この公園にはなんでも「幽霊が出る」との妙な噂がある所為で、昼間でも滅多に人が来ないのだが……いつの間にか、もしかしたら元々そこに居たのか、ブランコに座る一人の少女が居た。
……まさか、本当に幽霊か? ホラーは好きだけど、苦手なのに。 映像で見る分には良いけど、実際に体験したいとは思わないぞ。
「あれ、八乙女裕哉くん?」
そして、いつの間にか居た少女は何故か俺の名前を知っている。 ということは、どこかで知り合っている人か……まさかの本物幽霊パターンか、どちらかか。
「あっと……すいません」
俺が困惑しながら言うと、少女は口を手で覆い、笑う。 笑うというよりかは微笑むと言った方が近いだろう。 そんな笑みだった。
「ふふ、ごめんね。 わたし、この前あなたのクラスに転校してきたんだけど……覚えてないかな?」
俺のクラスに? クラスってのは、学校のあれだよな? それで転校って言うと……。
「あ! ああ思い出した! 花宮……さん、だっけ?」
「お。 良かった、覚えていてくれたんだ。 そう、大正解!」
今度はにっこり笑い、花宮は言う。 様々な笑顔をする人だなぁ、なんて思った。 妹の桜夜とは違うタイプの人間だろう。 あいつは良くも悪くも、どんな時でも裏がありそうな笑顔だからな。 そして実際に裏があるという。
「良かった。 わたしって影が薄いから、すぐに名前忘れられちゃうんだよねー。 だから八乙女くんみたいに、覚えていてくれる人はレアなんだ」
「はは……そうは言っても、俺だって忘れかけてたよ」
言ってから、結構失礼なことを言っていることに気付く。 しかし、そんな失礼な発言にも花宮はやはり、笑う。

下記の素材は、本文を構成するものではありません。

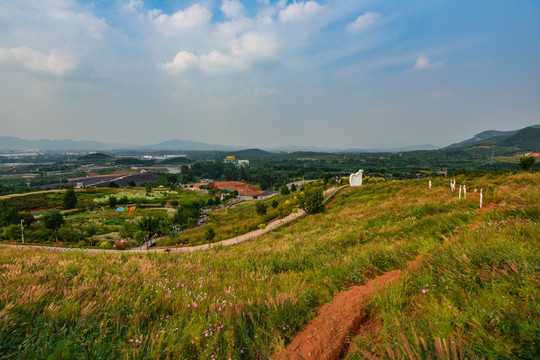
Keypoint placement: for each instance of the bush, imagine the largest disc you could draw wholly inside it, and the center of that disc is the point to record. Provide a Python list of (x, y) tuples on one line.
[(526, 162), (39, 236), (8, 213), (70, 199), (209, 234), (312, 201), (105, 245), (72, 234), (11, 232), (260, 208)]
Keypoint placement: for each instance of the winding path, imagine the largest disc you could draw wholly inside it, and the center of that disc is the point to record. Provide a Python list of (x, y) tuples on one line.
[(274, 224)]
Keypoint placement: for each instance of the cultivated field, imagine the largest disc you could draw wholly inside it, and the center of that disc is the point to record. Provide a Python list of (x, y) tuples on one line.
[(473, 294)]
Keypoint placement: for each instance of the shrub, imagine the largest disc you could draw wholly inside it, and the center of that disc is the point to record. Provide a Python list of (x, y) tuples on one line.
[(11, 232), (260, 208), (209, 234), (70, 198), (312, 201), (105, 245), (526, 162)]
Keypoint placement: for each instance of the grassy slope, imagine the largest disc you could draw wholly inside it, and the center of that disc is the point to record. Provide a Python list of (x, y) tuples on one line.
[(248, 301), (476, 293)]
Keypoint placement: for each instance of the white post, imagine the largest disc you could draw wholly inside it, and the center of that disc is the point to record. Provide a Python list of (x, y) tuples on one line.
[(481, 198), (22, 230)]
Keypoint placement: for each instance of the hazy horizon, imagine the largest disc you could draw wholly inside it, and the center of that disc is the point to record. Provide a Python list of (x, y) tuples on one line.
[(266, 74)]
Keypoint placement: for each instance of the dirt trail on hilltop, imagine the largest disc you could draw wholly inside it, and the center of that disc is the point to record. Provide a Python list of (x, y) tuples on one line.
[(327, 336)]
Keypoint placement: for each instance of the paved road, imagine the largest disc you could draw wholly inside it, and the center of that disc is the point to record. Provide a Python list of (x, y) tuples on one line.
[(228, 242)]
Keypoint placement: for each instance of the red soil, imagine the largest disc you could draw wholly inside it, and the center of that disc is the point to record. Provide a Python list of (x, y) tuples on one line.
[(328, 335)]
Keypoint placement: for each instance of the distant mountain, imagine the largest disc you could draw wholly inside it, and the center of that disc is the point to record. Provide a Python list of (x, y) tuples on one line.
[(494, 137), (10, 143), (187, 145), (397, 149)]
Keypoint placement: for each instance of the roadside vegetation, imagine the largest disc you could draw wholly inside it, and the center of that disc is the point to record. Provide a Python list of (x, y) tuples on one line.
[(250, 300)]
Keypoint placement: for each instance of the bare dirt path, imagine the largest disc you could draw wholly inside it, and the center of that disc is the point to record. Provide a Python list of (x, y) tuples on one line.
[(327, 336)]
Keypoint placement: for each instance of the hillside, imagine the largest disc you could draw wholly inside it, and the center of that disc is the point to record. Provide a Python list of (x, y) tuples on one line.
[(475, 283), (526, 138)]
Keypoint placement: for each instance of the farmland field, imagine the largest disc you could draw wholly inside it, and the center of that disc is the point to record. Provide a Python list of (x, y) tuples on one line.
[(474, 294)]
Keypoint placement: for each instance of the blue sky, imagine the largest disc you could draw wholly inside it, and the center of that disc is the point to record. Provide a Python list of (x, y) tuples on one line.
[(336, 74)]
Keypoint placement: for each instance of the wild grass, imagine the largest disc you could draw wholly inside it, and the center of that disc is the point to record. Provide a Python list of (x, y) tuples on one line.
[(475, 295), (249, 301)]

「ふふふ。 八乙女くんって、面白いんだね。 裕哉くんって呼んでも良いかな?」
「へ? あ、ああ……別に良いけど」
「よっし、それじゃあ裕哉くんね。 あ、裕哉くんはわたしのこと、なんて呼ぶ?」
ううむ、どうしよう。 というかいきなりそんなことを言われても言葉に困るな……。 呼び方、か。
「無難に、花宮って呼び捨てで良いなら」
「ふーん、そこはなんか、面白いあだ名が欲しかったなぁ」
無茶を言う人だな……。 俺にはそんな、咄嗟にあだ名を思い付くほどの頭脳なんて無いぞ。
「わたし、苗字が花宮でしょ? それで、名前は鏡花だから……ハナハナとかどうかなって思うんだけど」
「なんか間抜けだな、それ」
「……酷いツッコミだなぁ」
いや、俺もそう思う。 けど反射的に言ってしまったのだから仕方無い。 もう癖みたいな物だしなこれ。
「なら、無難に花宮で。 それで良いだろ?」
「うん。 まぁ納得しておくよ。 それで裕哉くんはどうしてこんな幽霊公園に居るの?」
どうやら、転校してきたばかりの花宮でさえ、この公園の噂は知っているらしい。 そんなに有名だったのか、この公園。

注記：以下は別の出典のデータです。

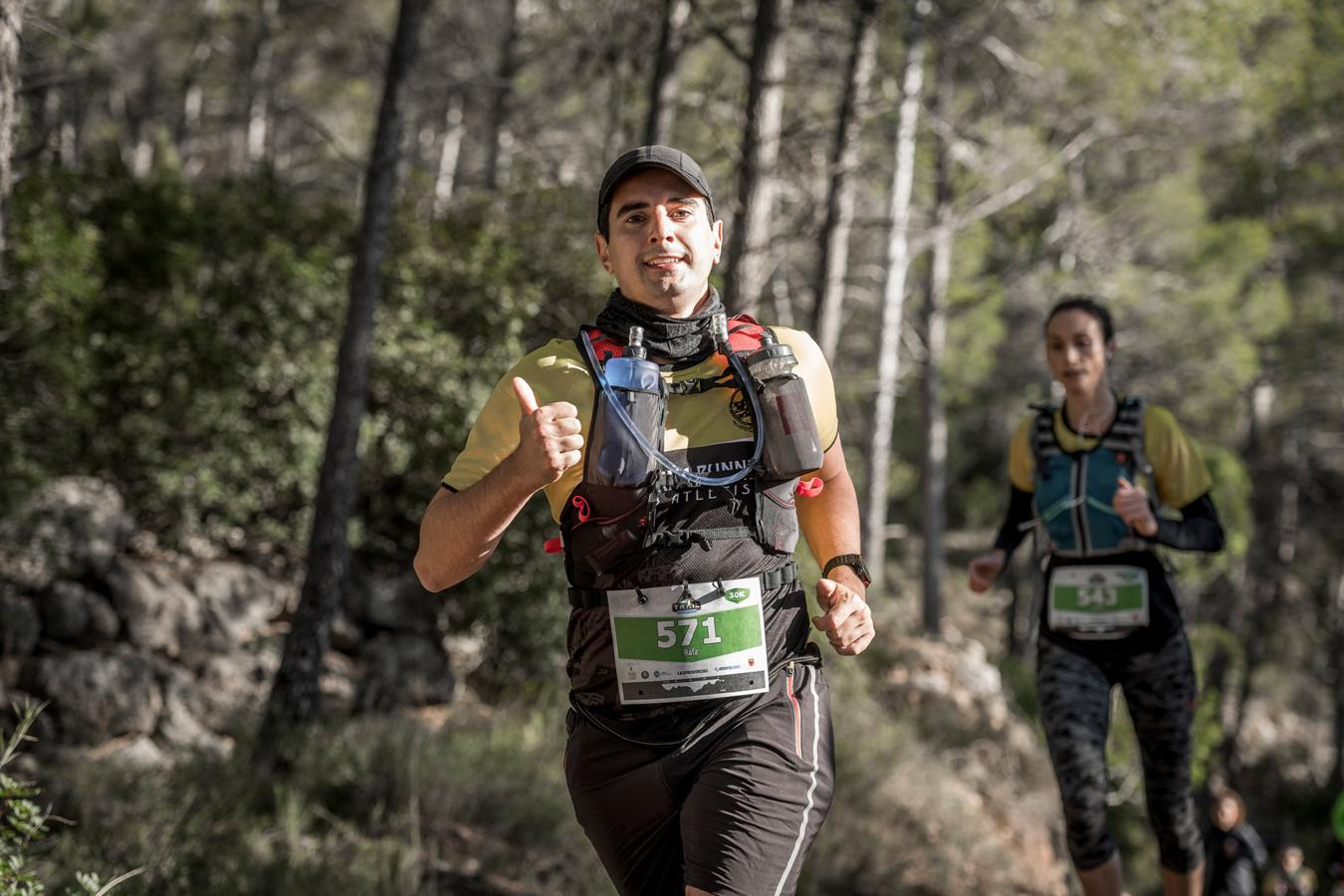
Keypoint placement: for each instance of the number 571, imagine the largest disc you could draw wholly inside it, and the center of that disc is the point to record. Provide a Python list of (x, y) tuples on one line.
[(667, 631)]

「俺は……まぁ、あれだ。 友達と約束してたんだけど、ドタキャンされちゃって」
俺が言うと、花宮は目を細める。 そしてこう言った。
「……裕哉くんってもしかして、いじめられっ子?」
「もしかしなくても違うッ!!」
それだけでいじめられっ子認定をするなと俺は言いたい。 どれだけ人を疑っているんだこいつ。
それよりもしかして、俺はそんなオーラを出しているのか? 嫌だなそれ。
「なーんだ、違うんだ。 仲間だと思ったのに」
「仲間?」
「いーや、何でもないよ」
その発言が多少気になったものの、それ以上踏み込んではいけない気がしてしまい、聞くことができなかった。
そして、その意味に気付くのはもう少し後の話である。